France is set to intensify its battle against smoking, with Health Minister Aurelien Rousseau announcing a comprehensive anti-smoking program. The new regulations aim to make no-smoking areas more widespread, shifting the responsibility from local authorities to the central government. Currently, there are 7,200 tobacco-free zones in the country, but Rousseau envisions a broader implementation.
Taxes on cigarettes will see a significant increase, with a pack of 20 expected to rise from the current 11 euros to 12 euros by 2025 and 13 euros the following year. Additionally, the government plans to prohibit single-use disposable e-cigarettes, popular among the youth.
The ambitious goal is to create the "first tobacco-free generation by 2032," fulfilling President Emmanuel Macron's promise. In 2022, France had 23,300 tobacco sales points selling a total of 31 billion cigarettes, with 25 percent of adults over 18 being daily smokers, and 3 million people regularly using e-cigarettes.

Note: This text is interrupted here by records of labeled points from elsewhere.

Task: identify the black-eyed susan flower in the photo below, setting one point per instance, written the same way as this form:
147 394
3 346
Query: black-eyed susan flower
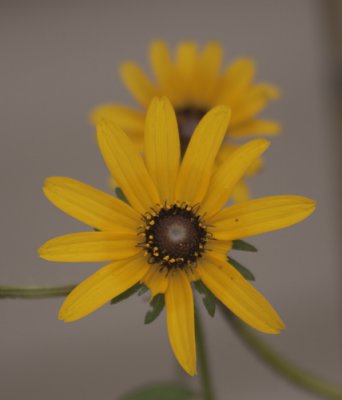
174 229
195 81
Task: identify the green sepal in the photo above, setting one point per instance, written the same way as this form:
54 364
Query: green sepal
161 391
128 293
209 299
245 272
157 304
243 246
120 195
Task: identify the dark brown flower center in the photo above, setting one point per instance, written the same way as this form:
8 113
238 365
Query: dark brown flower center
175 236
188 118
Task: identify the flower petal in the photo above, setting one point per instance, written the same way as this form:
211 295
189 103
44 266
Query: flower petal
236 79
162 149
127 166
156 279
229 173
197 165
89 205
252 102
239 296
255 127
180 320
241 192
107 283
127 118
259 216
91 246
218 249
137 83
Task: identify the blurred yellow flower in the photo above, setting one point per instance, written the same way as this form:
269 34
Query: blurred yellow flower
194 82
174 229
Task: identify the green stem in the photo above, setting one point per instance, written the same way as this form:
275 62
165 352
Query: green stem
34 292
282 366
207 386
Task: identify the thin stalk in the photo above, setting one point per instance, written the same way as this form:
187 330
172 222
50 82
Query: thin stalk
281 365
34 292
207 386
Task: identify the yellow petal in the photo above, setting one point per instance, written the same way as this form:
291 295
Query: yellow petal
107 283
91 246
236 79
156 279
198 161
239 296
229 173
252 102
127 167
255 127
180 320
162 149
137 83
259 216
127 118
218 249
91 206
241 192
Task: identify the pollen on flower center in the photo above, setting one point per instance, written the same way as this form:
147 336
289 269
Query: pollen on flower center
175 236
188 118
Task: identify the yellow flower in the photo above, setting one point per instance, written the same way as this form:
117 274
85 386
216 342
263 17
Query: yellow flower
194 83
174 229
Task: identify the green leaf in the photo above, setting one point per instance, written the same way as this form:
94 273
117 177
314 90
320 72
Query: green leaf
125 295
209 300
157 304
119 194
161 391
245 272
243 246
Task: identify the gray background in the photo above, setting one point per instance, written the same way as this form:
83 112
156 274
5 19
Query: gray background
58 60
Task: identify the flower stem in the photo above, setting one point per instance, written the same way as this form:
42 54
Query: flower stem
207 386
282 366
34 292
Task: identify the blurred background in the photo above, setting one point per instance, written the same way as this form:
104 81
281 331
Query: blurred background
59 60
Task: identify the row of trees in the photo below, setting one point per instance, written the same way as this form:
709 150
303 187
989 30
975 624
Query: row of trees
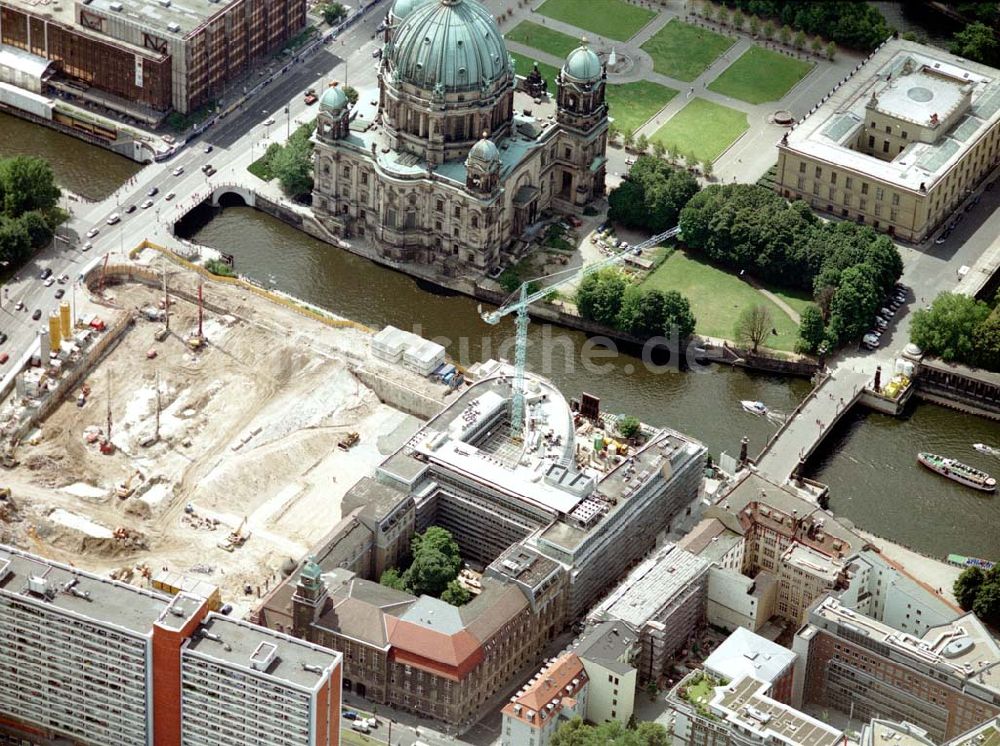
610 733
959 329
436 563
768 29
652 196
857 25
29 207
848 268
979 592
610 297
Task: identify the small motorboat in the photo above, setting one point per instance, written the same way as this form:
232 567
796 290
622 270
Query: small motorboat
754 407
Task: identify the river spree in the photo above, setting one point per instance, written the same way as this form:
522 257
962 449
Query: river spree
83 169
870 463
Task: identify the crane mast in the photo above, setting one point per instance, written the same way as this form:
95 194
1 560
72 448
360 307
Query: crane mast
519 302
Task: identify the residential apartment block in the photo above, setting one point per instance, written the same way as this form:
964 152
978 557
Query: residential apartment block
551 520
99 662
557 693
944 681
144 58
899 144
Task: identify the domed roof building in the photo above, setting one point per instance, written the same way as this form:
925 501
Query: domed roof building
448 170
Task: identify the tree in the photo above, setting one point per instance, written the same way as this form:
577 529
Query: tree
946 329
599 297
978 42
812 330
392 579
967 586
754 325
332 13
456 594
629 426
677 315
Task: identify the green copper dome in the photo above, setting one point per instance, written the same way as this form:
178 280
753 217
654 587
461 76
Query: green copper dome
448 45
402 8
583 64
333 99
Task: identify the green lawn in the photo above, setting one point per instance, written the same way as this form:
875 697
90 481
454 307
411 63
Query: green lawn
680 50
632 104
760 75
717 298
541 37
703 128
612 19
523 65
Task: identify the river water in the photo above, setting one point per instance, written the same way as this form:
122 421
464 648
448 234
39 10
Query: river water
83 169
870 463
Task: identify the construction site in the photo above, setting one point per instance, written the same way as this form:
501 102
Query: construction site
185 425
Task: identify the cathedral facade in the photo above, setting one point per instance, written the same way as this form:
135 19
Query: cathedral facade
446 171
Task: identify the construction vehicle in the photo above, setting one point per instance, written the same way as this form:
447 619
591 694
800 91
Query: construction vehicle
237 538
347 441
518 304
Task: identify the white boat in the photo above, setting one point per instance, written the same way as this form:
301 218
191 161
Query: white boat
754 407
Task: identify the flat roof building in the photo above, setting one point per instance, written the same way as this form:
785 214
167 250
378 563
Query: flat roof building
899 143
145 58
104 663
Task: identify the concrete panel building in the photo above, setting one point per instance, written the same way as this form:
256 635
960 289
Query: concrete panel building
143 58
103 663
899 144
944 681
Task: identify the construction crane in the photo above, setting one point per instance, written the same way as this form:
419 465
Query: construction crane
519 301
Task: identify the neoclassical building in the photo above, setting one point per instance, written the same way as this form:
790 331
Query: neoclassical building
453 165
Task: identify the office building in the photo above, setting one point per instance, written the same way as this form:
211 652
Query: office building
453 165
899 144
144 58
552 521
709 712
557 693
101 663
944 681
663 598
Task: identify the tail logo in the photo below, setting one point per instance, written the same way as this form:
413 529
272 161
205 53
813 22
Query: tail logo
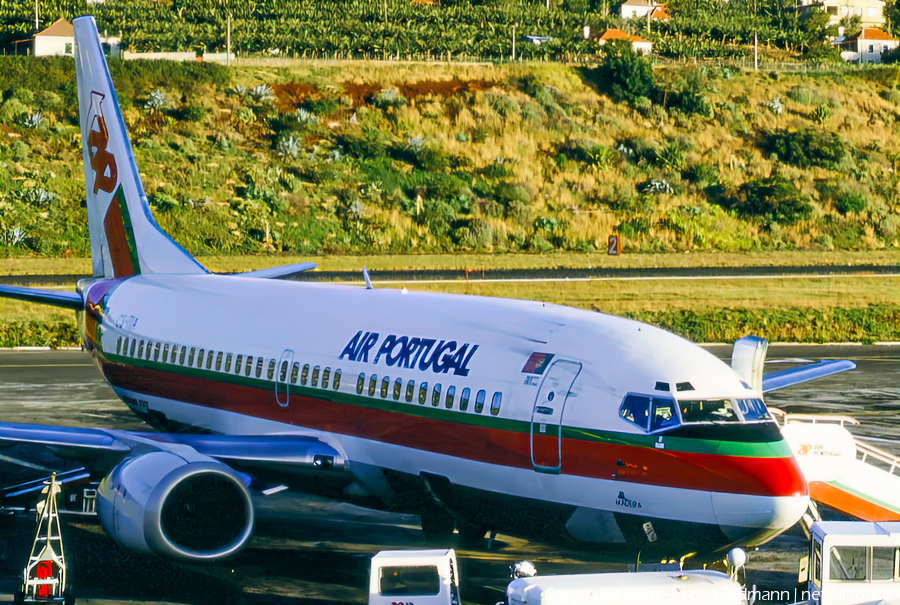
103 162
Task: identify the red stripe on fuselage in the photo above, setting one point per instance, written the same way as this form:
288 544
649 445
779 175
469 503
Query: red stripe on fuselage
625 463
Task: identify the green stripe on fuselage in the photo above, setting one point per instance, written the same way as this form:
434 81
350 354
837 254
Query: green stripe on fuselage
773 449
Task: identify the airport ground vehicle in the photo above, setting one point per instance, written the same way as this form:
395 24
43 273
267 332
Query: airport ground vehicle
853 562
414 577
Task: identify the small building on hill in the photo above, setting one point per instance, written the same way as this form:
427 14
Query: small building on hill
59 40
866 47
638 44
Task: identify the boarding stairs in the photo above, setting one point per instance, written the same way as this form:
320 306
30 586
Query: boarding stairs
844 473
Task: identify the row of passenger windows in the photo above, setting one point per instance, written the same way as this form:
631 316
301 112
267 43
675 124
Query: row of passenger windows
222 362
397 390
200 358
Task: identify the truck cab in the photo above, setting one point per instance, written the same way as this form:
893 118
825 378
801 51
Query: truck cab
854 562
414 577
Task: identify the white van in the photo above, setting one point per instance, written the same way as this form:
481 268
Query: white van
854 562
414 577
683 587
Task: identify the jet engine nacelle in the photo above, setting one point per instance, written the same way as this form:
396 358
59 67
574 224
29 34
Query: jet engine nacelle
160 503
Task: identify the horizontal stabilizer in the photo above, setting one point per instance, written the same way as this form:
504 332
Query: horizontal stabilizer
276 272
786 378
68 300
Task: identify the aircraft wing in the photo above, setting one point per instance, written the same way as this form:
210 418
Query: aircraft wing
252 454
278 272
772 381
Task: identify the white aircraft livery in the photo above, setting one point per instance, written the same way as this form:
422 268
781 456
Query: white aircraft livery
535 420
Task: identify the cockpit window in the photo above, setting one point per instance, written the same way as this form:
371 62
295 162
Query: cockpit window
753 409
636 409
664 414
707 410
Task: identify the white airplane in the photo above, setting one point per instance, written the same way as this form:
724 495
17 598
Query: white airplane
535 420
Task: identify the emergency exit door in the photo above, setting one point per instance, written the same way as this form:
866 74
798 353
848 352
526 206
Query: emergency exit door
546 418
282 386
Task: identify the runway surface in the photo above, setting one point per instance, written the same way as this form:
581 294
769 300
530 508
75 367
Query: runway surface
312 550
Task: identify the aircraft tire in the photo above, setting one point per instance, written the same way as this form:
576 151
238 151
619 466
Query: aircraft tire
470 535
438 527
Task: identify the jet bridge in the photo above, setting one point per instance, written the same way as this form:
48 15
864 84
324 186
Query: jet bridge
844 472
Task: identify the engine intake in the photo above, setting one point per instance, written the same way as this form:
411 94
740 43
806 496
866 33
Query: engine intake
193 508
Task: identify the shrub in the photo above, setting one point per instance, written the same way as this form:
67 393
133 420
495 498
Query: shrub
625 74
848 202
774 199
807 148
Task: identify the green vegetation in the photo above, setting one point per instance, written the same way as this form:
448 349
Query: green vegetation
451 28
386 159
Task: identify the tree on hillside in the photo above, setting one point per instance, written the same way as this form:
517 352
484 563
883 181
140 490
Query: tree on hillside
623 73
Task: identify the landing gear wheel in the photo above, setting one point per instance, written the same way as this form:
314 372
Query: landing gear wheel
438 527
471 536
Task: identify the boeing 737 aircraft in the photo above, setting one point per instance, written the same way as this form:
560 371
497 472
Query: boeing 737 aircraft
535 420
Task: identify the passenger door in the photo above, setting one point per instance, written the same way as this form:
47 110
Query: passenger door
282 386
546 418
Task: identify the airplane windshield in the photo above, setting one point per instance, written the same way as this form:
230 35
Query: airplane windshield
707 410
753 409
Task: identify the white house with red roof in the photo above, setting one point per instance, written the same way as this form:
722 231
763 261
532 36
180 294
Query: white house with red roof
638 44
866 47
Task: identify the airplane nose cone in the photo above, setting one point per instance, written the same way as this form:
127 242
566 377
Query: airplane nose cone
779 498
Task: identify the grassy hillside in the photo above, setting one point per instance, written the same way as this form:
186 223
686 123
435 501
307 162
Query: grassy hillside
327 158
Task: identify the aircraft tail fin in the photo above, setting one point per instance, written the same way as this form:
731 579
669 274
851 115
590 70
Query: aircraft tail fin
125 239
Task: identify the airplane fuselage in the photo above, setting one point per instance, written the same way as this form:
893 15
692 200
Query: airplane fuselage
508 413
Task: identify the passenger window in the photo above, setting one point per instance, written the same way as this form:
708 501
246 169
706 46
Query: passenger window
636 409
883 562
436 395
495 403
664 415
479 402
464 399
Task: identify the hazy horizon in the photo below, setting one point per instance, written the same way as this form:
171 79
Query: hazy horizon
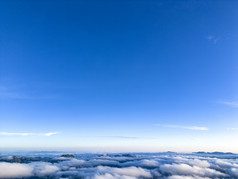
119 76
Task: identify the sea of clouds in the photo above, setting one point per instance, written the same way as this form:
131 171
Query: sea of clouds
122 166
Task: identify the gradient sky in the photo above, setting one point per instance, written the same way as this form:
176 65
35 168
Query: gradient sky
119 75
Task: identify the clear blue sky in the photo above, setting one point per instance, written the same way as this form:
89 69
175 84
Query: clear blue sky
119 75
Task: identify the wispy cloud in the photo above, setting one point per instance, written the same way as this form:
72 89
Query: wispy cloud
231 103
27 134
196 128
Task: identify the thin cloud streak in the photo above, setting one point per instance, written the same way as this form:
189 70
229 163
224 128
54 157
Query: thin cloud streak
231 103
196 128
24 134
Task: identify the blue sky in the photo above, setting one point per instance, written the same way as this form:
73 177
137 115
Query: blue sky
119 75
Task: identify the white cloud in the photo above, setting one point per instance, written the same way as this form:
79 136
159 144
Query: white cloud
185 169
14 170
197 128
27 134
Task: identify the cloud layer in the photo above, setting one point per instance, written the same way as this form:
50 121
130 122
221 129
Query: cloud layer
27 134
121 166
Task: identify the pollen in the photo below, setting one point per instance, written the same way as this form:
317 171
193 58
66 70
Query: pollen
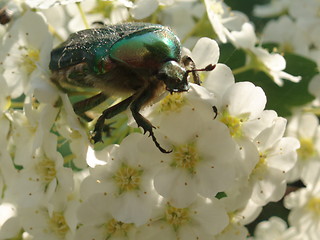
46 169
217 8
58 224
186 156
306 149
29 59
314 205
260 166
233 123
172 103
116 229
128 178
177 217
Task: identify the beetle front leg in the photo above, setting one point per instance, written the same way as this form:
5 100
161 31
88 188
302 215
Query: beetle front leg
146 125
107 114
189 63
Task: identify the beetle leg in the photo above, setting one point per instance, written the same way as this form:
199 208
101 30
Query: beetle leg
189 63
84 105
107 114
144 97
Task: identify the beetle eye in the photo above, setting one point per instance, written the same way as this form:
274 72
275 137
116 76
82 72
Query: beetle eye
174 76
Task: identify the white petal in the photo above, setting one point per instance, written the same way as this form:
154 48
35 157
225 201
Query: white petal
176 185
205 52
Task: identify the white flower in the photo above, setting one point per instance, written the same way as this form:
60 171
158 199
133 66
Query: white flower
274 8
43 175
305 127
25 55
201 220
274 228
272 64
97 223
200 150
314 86
69 126
304 9
144 8
126 181
289 36
277 156
50 223
45 4
305 204
9 221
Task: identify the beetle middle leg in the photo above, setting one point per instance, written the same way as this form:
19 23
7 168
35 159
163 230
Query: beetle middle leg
85 105
107 114
189 63
144 97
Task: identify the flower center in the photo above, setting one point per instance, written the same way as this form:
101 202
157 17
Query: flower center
46 169
172 103
260 166
128 178
58 224
233 123
217 8
29 59
177 216
117 229
186 156
314 205
306 149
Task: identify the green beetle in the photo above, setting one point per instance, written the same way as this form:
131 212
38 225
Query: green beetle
140 59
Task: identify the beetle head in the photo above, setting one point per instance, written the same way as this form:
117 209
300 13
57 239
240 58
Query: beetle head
174 76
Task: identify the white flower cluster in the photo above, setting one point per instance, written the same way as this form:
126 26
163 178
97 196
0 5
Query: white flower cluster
296 30
229 155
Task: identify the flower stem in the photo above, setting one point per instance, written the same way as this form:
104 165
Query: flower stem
83 16
241 69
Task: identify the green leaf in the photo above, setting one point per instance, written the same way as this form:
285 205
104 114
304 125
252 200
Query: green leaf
290 95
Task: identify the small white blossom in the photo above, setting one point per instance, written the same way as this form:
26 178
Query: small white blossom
274 8
97 222
305 127
45 4
275 228
25 54
289 36
277 156
43 176
126 181
201 220
305 204
50 223
272 64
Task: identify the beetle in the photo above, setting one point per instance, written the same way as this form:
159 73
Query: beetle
140 59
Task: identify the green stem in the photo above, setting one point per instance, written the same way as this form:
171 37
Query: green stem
241 69
315 111
55 33
194 29
83 16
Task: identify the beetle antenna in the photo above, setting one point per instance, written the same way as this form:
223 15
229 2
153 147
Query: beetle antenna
208 68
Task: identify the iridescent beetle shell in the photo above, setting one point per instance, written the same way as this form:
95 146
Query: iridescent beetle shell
140 59
120 58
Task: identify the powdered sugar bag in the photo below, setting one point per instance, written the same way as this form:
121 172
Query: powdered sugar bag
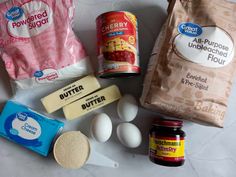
37 43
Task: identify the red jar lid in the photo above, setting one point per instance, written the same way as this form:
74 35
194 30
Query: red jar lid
169 123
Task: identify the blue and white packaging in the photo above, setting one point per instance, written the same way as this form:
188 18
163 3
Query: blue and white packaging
32 130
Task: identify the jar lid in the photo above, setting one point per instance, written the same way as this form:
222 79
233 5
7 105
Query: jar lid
168 123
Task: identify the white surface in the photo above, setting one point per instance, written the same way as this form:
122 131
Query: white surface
210 152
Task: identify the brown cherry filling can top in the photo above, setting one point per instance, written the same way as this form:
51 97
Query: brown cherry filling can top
117 44
166 143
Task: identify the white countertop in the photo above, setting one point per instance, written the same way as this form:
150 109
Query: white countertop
210 152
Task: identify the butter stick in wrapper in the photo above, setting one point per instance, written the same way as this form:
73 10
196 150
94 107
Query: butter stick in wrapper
70 93
92 102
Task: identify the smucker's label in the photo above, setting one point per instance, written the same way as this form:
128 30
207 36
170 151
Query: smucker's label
208 46
167 148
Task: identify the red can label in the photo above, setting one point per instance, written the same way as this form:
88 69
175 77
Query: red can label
117 43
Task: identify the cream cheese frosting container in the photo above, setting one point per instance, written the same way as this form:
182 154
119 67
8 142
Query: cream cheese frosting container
70 93
27 128
92 102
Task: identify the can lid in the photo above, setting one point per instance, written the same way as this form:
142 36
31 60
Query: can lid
168 123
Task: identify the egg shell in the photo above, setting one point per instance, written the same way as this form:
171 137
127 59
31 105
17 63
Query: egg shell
101 127
127 108
129 135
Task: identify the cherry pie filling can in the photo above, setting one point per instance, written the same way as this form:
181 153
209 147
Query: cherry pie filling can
117 44
166 143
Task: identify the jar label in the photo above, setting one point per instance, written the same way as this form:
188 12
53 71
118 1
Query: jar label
167 148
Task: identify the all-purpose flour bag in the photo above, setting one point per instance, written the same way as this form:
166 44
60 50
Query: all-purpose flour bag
37 43
193 63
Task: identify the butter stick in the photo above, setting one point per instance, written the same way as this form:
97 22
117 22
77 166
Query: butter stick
92 102
70 93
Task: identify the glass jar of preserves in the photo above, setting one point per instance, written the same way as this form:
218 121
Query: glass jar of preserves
166 143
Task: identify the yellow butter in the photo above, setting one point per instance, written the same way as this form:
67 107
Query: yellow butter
92 102
70 93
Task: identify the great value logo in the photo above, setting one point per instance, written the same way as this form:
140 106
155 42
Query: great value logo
190 29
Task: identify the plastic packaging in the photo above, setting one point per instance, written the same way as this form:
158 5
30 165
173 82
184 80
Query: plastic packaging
37 43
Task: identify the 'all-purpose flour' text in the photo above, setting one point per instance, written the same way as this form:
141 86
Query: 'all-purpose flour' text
33 21
217 52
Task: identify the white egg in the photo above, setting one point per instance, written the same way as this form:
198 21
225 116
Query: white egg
129 135
127 108
101 127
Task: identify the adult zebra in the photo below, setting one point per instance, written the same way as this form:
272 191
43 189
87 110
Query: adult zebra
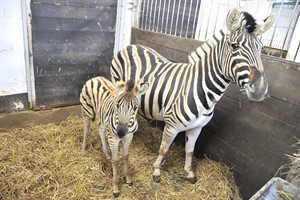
184 95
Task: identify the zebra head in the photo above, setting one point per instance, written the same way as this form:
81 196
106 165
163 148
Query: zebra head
127 105
241 56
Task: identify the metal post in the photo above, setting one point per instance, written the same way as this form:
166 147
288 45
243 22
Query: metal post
26 21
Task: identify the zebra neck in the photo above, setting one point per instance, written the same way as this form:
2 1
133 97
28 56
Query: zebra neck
212 46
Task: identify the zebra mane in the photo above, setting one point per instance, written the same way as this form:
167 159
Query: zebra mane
250 22
129 85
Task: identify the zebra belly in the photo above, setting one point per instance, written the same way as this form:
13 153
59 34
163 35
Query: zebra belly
198 122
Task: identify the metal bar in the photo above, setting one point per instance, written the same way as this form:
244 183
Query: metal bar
217 17
270 45
147 19
167 17
158 15
177 18
188 24
28 53
163 16
154 14
296 52
143 16
150 21
194 23
183 14
287 34
208 20
138 14
172 18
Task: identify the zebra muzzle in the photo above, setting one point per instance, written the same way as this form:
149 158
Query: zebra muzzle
122 130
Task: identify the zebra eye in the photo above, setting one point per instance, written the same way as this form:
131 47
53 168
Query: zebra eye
235 45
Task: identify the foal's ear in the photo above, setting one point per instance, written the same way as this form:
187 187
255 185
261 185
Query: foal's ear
142 88
120 85
264 25
232 19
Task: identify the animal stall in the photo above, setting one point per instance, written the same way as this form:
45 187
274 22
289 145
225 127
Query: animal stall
253 138
70 41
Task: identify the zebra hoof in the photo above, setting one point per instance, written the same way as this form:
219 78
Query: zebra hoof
116 194
130 184
192 180
156 179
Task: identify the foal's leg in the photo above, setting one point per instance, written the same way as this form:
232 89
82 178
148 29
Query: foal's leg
102 130
191 138
167 140
126 143
114 146
86 132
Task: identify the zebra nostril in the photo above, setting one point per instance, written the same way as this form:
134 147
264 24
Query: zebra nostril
122 130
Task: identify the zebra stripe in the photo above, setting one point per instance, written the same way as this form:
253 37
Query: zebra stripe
183 95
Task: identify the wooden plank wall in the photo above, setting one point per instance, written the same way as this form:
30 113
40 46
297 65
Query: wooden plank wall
251 137
73 40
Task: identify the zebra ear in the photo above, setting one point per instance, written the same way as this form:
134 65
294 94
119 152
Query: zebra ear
265 24
143 87
233 18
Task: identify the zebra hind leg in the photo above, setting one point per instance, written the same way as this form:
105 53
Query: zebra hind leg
114 146
191 138
102 130
86 132
167 140
126 143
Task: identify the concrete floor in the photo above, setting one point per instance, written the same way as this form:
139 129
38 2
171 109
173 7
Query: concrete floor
25 118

A study by health authority Santé Publique France revealed that 31.8 percent of people aged 18 to 75 admitted to smoking, even if not daily. The prevalence of smoking in France stabilized after a decline between 2016 and 2019. Stress from the Covid-19 crisis may have influenced smoking habits, according to the study, which also highlighted higher smoking rates among lower-educated and lower-income populations. Almost 60 percent of daily smokers expressed a desire to quit, with over 26 percent planning to do so within the next six months.